This week in Amazon-o-mania: ‘Hunger Games’ of economic development gets a bashing | Amazon

This week in Amazon-o-mania: 'Hunger Games' of economic development gets a bashing | Amazon

Amazon lost control of its HQ2 story in this 61st week since it announced it was looking for a second headquarters to house as many as 50,000 new employees, or two cities with 25,000 each. Dallas, according to some reports, is still in the running for the $5 billion investment, but most urbanists and economic development experts have decided that the fork in the road leads to Washington, D.C., and New York City.

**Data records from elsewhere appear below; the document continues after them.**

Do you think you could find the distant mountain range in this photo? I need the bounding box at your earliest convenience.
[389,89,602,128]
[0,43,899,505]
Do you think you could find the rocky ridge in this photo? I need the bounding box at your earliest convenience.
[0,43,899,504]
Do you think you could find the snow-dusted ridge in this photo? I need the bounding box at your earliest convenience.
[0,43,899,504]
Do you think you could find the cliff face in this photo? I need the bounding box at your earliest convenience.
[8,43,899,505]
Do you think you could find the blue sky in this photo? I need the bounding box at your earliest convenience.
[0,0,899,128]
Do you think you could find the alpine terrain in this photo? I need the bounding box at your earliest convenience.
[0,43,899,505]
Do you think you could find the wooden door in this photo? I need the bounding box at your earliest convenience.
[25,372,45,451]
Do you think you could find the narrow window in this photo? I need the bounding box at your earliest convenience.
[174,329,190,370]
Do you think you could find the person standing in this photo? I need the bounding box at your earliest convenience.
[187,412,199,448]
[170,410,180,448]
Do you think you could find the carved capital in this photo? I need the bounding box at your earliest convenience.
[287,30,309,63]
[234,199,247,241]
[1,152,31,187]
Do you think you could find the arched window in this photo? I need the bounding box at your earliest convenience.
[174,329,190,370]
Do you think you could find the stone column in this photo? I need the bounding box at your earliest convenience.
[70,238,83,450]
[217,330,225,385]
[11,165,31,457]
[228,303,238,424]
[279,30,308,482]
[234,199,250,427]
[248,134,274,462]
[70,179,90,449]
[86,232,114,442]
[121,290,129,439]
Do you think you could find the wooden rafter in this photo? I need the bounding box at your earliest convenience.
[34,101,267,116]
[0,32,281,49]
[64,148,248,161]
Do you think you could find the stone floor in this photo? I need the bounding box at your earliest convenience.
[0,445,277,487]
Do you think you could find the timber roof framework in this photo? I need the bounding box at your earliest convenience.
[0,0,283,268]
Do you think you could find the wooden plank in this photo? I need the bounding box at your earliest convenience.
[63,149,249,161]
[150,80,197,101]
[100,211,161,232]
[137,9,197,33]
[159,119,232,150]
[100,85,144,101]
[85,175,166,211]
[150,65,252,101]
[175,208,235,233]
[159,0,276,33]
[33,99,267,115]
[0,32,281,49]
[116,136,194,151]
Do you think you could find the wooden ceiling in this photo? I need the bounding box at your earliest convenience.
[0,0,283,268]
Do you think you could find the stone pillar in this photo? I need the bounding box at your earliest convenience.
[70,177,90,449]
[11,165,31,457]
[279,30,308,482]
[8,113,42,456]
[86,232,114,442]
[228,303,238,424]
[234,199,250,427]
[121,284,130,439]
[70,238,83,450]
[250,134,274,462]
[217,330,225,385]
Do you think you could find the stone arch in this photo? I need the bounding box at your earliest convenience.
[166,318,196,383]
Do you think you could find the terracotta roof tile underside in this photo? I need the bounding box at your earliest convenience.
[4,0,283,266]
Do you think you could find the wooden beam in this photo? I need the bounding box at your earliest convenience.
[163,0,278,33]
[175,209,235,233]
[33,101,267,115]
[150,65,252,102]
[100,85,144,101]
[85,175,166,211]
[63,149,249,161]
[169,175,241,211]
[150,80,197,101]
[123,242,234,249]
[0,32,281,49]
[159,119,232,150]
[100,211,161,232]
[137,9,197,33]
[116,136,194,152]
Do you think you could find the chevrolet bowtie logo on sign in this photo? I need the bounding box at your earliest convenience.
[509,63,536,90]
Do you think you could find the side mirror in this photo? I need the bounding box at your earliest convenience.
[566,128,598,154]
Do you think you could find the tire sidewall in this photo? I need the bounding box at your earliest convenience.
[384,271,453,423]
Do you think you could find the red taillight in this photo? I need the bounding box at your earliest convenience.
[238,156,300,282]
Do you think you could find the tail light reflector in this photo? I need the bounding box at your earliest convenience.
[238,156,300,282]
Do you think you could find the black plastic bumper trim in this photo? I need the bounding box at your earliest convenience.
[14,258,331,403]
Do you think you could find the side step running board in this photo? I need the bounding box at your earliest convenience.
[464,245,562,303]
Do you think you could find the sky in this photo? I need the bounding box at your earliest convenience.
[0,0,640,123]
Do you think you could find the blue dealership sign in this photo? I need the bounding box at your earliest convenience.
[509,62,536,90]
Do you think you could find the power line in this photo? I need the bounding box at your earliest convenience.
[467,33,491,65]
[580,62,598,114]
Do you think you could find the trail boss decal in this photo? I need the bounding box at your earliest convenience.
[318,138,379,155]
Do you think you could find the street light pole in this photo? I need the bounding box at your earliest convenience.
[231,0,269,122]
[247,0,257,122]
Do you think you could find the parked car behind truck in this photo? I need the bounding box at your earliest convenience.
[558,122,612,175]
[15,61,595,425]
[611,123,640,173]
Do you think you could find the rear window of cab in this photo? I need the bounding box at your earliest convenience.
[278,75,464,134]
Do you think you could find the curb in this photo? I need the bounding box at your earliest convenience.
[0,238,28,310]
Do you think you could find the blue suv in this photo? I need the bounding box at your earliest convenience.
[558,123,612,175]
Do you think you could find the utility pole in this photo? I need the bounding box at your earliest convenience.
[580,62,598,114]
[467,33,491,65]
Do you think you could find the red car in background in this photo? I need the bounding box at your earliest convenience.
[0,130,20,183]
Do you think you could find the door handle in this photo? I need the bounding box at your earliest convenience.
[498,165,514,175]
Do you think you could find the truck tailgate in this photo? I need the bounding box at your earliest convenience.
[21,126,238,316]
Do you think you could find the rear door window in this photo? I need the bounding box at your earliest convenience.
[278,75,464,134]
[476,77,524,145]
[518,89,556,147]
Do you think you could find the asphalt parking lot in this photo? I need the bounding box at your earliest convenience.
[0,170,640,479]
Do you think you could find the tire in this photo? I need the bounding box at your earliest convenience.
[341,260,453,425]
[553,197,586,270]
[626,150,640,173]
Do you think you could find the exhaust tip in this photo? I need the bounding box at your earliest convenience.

It was leak week with a vengeance as the Hunger Games of economic development appears to be nearing a close. It was also a week of no more mincing words about all the issues that were explored to death over the past 14 months as hopeful cities felt let down. 

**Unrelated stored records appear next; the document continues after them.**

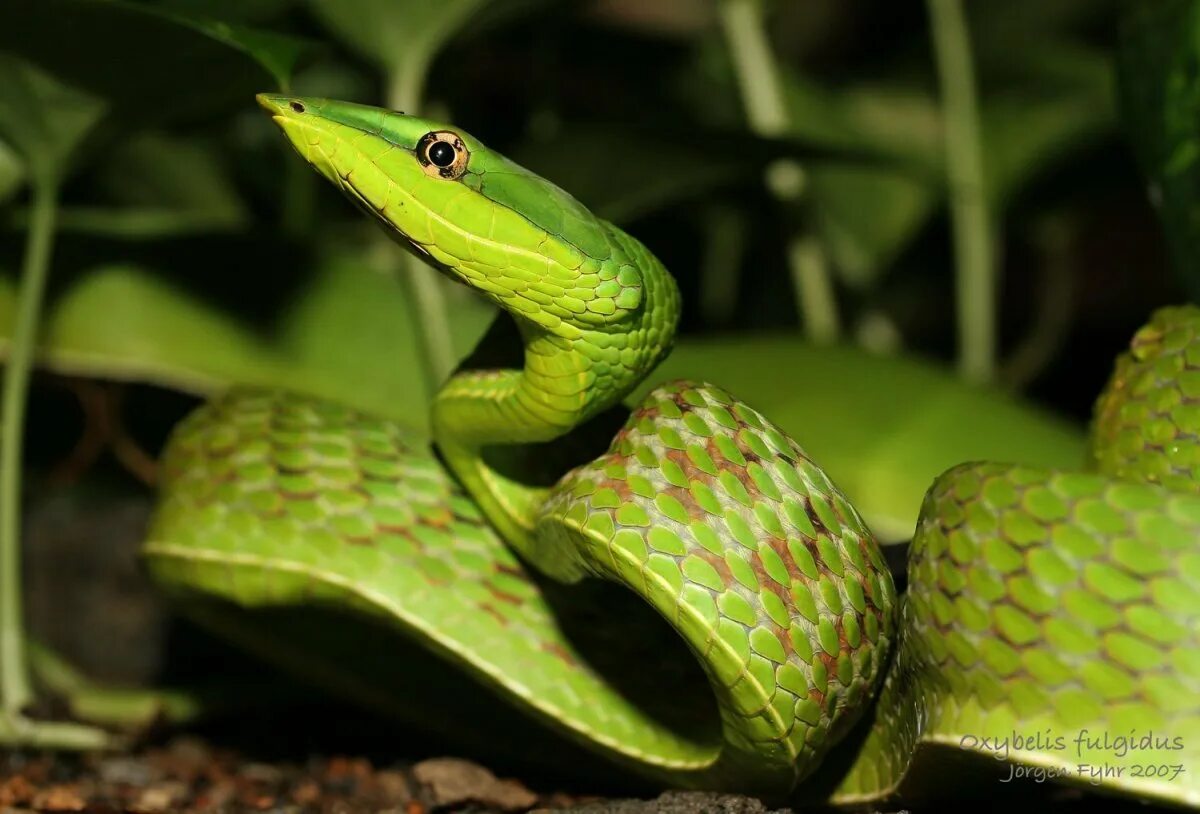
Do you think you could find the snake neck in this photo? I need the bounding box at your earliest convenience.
[432,223,680,581]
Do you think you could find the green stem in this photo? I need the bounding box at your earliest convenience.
[388,63,455,393]
[0,174,58,713]
[720,0,839,342]
[928,0,996,382]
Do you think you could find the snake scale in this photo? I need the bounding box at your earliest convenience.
[144,96,1200,807]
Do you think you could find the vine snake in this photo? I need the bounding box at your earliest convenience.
[144,95,1200,807]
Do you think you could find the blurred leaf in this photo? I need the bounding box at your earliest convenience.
[1118,0,1200,299]
[0,256,1084,540]
[0,0,307,134]
[638,335,1085,541]
[97,133,248,228]
[0,53,104,179]
[146,0,298,23]
[308,0,486,74]
[5,133,250,240]
[0,138,25,204]
[683,40,1112,287]
[122,0,316,89]
[0,253,493,429]
[511,125,763,222]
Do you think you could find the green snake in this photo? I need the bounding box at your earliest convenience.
[144,96,1200,807]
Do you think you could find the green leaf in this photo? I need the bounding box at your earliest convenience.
[682,37,1112,287]
[5,133,250,240]
[0,0,310,128]
[117,0,317,89]
[0,53,104,180]
[512,125,763,222]
[0,255,1084,540]
[308,0,486,74]
[1118,0,1200,299]
[0,253,493,429]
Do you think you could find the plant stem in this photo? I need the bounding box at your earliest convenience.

The HQ2 search was compared to “a cruel tournament” or like “getting a marriage offer along with a confession of infidelity” in a guest opinion column in The New York Times by a New York State Assembly member and a Fordham University professor. The piece also criticized New York Gov. Andrew Cuomo for offering incentives to Amazon at the expense of its shopkeepers. “New York City is the heart and soul of the truly independent small business: idiosyncratic merchants that are rooted in their communities, making life rich, beautiful and chaotic for all New Yorkers.”

Richard Florida, University of Toronto professor and co-founder of CityLab, said Amazon “has played cities like a fiddle, crowd-sourcing reams of information and compiling what is likely North America's best site selection database.”

New York University professor Scott Galloway, an early predictor of an East Coast winner, said, “Amazon's HQ2 search was not a contest but a con,” adding that Amazon CEO Jeff Bezos always was going to pick a place where he already owned homes. 

And yours truly, I'm trying to sell a story to The Onion about how the cities that make up Dallas-Fort Worth have come together to apply for an Eastern Time Zone from the National Institute of Standards and Technology, a branch of the U.S. Department of Commerce. Think we got a chance?